What happens when you come face to face with the Holy? When you stare over the edge of your comfortable reality into the abyss of the Infinite? Do you see your hopes and dreams absorbed, deconstructed, rearranged, and handed back to you? Do the antipodes of your existence reverse; do the poles exchange places? Does light become darkness, in become out? Do the poor become rich, the last become first? Do life and death cease to be ultimate concerns? Are you still you, if you are filled with a Not-You from far beyond you?

In his poem, “The Journey of the Magi,” T.S. Eliot speaks as a magus now returned home from seeing the Christ child. Home, that is, that isn’t “home” anymore.
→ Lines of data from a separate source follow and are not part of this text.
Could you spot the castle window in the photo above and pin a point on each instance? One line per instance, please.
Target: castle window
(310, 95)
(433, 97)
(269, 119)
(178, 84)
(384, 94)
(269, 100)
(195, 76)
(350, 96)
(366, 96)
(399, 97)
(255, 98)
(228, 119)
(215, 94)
He is “no longer at ease here, in the old dispensation …” He concludes, “I should be glad of another death.”

I find myself wondering if that’s the real reason why the Magi follow another route from the manger to the rest of their lives. Not because of politics, but because the dark eyes of the child have redrawn the road maps of their lives, and the old dispensations no longer hold any comfort. When “home” is just another word for the far country, every road takes you where you least expect to go.